This Notebook is for analyzing profile test data. The test data includes 20 json files. This notebook will load the data into dataframe and analyzed using Spark SQL.

1. Import PySpark Library

In [1]:
from pyspark.sql import SparkSession

2. Create SparkSession

In [2]:
spark = SparkSession \
    .builder \
    .appName("Profile Analyse") \
    .config("spark.some.config.option", "some-value") \
    .getOrCreate()

3. Load JSON FILES

In [3]:
df = spark.read.json("test_data/*.json")

4. Print DataFrame Schema

In [4]:
df.printSchema()

root
 |-- id: string (nullable = true)
 |-- profile: struct (nullable = true)
 |    |-- firstName: string (nullable = true)
 |    |-- jobHistory: array (nullable = true)
 |    |    |-- element: struct (containsNull = true)
 |    |    |    |-- fromDate: string (nullable = true)
 |    |    |    |-- location: string (nullable = true)
 |    |    |    |-- salary: long (nullable = true)
 |    |    |    |-- title: string (nullable = true)
 |    |    |    |-- toDate: string (nullable = true)
 |    |-- lastName: string (nullable = true)



5. Records in DataSet

In [5]:
df.count()

17139693

6. Flatten Nested DataFrame (Data Preparation for Analysis)

Firstly, convert firstName, lastName and jobHistory into columns

In [6]:
nested_df = df.select("id", "profile.firstName", "profile.lastName", "profile.jobHistory")

Secondly, use explode function to explode jobHistory array into multiple rows. Noted: if jobHistory is empty Array, there will be no records in the exploded dataframe.

In [7]:
from pyspark.sql.functions import explode
exploded_df = nested_df.withColumn("jobHistory", explode(nested_df.jobHistory))
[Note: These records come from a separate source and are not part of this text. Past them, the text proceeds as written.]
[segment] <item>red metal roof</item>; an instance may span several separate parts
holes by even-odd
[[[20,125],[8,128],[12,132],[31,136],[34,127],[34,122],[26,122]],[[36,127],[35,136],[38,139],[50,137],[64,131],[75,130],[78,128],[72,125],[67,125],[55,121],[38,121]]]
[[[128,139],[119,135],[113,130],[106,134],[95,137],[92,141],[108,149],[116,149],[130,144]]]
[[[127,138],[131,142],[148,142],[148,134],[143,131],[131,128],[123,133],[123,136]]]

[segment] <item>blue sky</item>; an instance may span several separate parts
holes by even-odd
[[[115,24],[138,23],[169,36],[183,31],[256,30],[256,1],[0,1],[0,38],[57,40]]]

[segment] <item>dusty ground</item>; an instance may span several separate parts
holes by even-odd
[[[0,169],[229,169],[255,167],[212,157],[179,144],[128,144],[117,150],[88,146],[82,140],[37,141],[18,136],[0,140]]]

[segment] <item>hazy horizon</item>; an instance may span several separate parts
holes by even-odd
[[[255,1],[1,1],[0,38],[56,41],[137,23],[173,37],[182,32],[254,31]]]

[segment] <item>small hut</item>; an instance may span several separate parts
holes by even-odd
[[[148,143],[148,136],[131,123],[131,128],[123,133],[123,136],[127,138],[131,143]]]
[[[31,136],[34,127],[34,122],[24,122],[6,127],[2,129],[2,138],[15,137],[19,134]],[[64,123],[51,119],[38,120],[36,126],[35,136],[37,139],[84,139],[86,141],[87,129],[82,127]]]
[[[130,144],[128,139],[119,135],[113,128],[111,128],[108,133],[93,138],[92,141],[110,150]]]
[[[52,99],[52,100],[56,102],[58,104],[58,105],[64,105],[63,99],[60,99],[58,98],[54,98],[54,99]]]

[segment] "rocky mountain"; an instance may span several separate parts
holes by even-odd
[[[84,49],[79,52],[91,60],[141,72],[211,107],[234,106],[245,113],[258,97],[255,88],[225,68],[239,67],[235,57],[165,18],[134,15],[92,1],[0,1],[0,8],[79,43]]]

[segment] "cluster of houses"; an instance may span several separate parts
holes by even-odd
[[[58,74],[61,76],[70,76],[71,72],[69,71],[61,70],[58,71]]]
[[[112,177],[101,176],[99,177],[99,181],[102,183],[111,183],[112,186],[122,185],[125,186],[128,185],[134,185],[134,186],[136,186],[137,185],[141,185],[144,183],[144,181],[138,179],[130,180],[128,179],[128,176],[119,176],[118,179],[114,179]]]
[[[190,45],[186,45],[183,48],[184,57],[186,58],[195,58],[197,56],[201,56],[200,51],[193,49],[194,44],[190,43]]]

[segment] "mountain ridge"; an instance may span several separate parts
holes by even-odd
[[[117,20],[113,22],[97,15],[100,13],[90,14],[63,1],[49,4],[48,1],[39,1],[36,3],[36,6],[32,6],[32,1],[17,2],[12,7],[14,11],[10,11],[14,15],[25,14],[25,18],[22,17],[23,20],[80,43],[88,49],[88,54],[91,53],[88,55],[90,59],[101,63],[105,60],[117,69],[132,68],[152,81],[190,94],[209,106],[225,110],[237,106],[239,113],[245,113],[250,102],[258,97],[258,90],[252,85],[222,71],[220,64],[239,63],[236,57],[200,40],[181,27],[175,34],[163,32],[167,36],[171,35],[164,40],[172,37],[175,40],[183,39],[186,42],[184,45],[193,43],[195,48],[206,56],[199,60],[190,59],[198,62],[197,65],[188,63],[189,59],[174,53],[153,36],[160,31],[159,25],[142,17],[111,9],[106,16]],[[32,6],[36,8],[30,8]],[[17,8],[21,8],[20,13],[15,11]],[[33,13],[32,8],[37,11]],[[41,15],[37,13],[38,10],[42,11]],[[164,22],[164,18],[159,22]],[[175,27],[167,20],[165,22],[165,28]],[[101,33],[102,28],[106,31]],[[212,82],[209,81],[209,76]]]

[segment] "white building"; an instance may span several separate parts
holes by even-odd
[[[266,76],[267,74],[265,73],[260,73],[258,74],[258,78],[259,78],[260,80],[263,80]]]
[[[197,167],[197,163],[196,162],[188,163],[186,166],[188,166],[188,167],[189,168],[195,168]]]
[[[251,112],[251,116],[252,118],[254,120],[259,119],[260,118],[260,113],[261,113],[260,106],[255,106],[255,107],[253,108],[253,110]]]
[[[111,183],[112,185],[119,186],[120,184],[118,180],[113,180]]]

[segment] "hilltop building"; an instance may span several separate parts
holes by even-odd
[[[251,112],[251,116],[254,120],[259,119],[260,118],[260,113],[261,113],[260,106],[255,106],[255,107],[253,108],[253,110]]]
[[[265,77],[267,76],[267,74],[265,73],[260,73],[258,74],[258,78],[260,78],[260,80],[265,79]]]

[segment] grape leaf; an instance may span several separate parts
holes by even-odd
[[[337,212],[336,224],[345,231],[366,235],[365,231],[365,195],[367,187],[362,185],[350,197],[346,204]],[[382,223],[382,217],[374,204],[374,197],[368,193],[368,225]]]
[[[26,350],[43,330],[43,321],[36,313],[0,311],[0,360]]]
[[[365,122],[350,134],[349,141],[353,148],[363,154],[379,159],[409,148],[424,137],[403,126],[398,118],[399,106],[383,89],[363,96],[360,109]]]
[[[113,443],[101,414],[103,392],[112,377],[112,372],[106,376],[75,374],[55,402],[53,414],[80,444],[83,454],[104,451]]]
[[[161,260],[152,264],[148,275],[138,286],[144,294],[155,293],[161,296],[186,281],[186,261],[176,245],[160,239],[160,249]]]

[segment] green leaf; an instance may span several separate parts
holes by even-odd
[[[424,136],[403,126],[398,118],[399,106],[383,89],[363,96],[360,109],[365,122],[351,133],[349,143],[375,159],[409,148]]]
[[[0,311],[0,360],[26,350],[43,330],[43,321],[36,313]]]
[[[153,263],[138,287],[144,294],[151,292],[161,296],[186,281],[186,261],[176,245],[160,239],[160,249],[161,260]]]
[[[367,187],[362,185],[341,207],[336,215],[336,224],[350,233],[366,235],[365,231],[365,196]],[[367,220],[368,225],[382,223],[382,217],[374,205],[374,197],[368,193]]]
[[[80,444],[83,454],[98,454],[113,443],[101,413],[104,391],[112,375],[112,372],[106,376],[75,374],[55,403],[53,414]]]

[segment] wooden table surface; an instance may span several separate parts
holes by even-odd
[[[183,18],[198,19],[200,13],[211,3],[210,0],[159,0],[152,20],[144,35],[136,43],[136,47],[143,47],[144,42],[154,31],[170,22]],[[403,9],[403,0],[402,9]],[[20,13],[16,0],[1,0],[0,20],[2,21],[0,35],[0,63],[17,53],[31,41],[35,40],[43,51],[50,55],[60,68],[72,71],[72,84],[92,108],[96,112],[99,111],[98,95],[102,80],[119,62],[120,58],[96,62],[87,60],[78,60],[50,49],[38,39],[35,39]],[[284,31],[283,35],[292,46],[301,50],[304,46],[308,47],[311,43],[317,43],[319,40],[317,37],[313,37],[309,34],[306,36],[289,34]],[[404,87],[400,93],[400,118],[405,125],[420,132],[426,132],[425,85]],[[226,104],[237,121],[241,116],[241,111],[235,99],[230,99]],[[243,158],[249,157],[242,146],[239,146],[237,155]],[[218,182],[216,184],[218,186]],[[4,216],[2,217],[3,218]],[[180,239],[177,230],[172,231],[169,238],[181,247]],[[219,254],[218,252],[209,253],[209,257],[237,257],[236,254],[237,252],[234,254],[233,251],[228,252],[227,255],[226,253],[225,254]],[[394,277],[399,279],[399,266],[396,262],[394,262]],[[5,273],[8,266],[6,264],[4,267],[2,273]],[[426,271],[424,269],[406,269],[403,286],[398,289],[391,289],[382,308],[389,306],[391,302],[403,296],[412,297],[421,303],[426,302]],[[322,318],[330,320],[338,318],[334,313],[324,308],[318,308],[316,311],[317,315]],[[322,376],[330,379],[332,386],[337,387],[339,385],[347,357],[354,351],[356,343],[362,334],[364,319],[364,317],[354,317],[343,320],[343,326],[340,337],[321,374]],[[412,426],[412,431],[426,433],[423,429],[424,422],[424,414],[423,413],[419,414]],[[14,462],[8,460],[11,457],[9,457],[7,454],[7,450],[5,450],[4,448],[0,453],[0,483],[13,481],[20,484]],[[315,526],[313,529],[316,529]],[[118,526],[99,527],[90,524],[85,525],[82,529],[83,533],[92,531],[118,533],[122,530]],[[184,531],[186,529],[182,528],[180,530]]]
Thirdly, convert fromDate, location, salary, title, toDate into columns

In [8]:
flattern_df = exploded_df.select("id", "firstName", "lastName", "jobHistory.fromDate", "jobHistory.location", "jobHistory.salary", "jobHistory.title", "jobHistory.toDate")

7. Create TempView for dataFrame

In [9]:
flattern_df.createOrReplaceTempView("people")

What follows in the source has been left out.